The Last of Us es uno de los mejores títulos que jamás se han hecho. Es una obra maestra prácticamente obligatoria para cualquier persona que le guste un mínimo los videojuegos y la mejor obra que jamás ha hecho Naughty Dog, bastante por encima de la saga Uncharted.
Mientras que con la saga de Nathan Drake se intentaba acercar más y más el videojuego al cine, estando esta profundamente inspirada en el género de aventuras como pueden ser las películas de Indiana Jones, siempre quedaban muchas cosas que nos chirriaban, como puede ser el hecho que ya ha sido comentado por todos de que nos pasamos la mayor parte del juego asesinando personas mientras nos creemos los buenos, para luego no tener ninguna consecuencia al respecto y no vemos a Drake para nada afectado pese a cometer un genocidio en masa en cada videojuego.


En cambio, en The Last of Us hubo un cambio de chip, de filosofía. Se continúa con esa admiración e inspiración en el séptimo arte, pero esta vez no tenemos elementos que no encajen en la fórmula  o que nos saquen de la experiencia. Nuestras acciones tienen sentido y sí, aquí también matamos a muchas personas, pero estamos en un  mundo post-apocalíptico en el que el objetivo es sobrevivir un día más. O matas o te matan. Todo encaja perfectamente. Y al contrario que con Nathan, Joel y Ellie no son las mismas personas al inicio del juego que al final tras todos los problemas y todo lo que nos hemos visto obligados a hacer para llegar ahí. Ellos se sienten humanos, tienen sentimientos.

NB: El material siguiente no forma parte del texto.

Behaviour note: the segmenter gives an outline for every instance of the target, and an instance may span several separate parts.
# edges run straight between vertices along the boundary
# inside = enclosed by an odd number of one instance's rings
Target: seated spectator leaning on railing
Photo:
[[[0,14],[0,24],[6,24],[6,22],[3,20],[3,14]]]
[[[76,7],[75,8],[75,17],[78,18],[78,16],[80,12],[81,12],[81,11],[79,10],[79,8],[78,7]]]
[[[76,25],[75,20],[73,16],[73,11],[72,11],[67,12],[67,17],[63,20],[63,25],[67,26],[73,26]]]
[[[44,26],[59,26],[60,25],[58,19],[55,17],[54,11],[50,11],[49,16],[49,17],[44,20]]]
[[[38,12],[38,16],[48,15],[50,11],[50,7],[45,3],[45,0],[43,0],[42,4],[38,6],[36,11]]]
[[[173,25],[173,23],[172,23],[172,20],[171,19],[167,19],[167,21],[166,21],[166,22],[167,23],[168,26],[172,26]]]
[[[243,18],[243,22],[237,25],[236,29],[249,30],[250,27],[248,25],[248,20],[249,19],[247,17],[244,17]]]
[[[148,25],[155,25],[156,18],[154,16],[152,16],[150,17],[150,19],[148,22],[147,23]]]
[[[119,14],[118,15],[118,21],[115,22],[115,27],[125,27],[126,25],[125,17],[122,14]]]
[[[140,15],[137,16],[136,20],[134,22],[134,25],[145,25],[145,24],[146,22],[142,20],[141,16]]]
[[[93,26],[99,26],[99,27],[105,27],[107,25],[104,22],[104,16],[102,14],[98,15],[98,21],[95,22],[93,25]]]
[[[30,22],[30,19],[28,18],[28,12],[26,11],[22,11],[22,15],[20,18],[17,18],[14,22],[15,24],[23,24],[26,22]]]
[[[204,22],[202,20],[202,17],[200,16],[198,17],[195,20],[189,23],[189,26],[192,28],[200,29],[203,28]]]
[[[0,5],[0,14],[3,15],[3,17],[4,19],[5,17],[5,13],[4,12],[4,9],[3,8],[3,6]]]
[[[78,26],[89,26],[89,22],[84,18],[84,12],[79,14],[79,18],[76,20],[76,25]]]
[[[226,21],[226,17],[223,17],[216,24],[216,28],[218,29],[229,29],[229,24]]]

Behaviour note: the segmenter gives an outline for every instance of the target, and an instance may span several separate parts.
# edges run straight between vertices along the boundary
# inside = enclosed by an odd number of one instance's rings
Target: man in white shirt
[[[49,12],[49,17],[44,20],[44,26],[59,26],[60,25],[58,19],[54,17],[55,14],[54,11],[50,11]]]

Pero la historia de The Last of Us, al final del día, es una historia de amor. No una historia de amor típica de chico conoce a chica, se enamoran y viven felices, no. Esto es una relación, por así decirlo, de amor familiar entre padre e hija, pese a que los protagonistas no lo son. Al inicio del juego, a quien controlamos  es a Sarah, la hija de Joel justo antes de la epidemia. Vemos como era su relación, un padre soltero que cuidaba a solas de su hija. Pero a los pocos minutos, ella muere de un disparo. Y aquí es donde comienza de verdad el juego. Tras 20 años de este suceso, encontramos a un Joel adaptado al mundo que ahora ha cambiado, convertido en traficante de armas. En este punto entra en la historia Ellie. Es una niña de 14 años, dos más que los que tenía Sarah cuando murió. Al inicio, la trata con indiferencia, pero poco a poco tras sus viajes juntos, sus vivencias y sus problemas, le recuerda más a su hija, y comienza poco a poco a tratarla como tal.


Sabes que el juego ha cumplido su objetivo al transmitirnos esto cuando, tras habernos enfrentado a infinidad de infectados, a un poblado de personas que se alimentan de humanos, a una organización rebelde e incluso al ejercito del intento de gobierno que hay, lo que nos quede en la memoria tras todo este tiempo sean esos momentos relajados andando en paisajes hermosos, esas conversaciones tranquilas y como no, esa bella escena de esperanza que nos regalan casi al final del juego.



Aunque hay un detalle, unos minutos, que de verdad resaltan todo lo anterior dicho. Ese es su final, el que probablemente sea uno de los mejores de toda la historia de los videojuegos. En el final lo vemos todo, el amor que ahora siente Joel hacia Ellie, el jugarse la vida y sacrificarlo todo por ella. Y el haber puesto su egoísmo e intereses por encima de todo lo demás, hace que de verdad en lugar de ser un típico héroe de videojuego sea lo que es, un hombre más.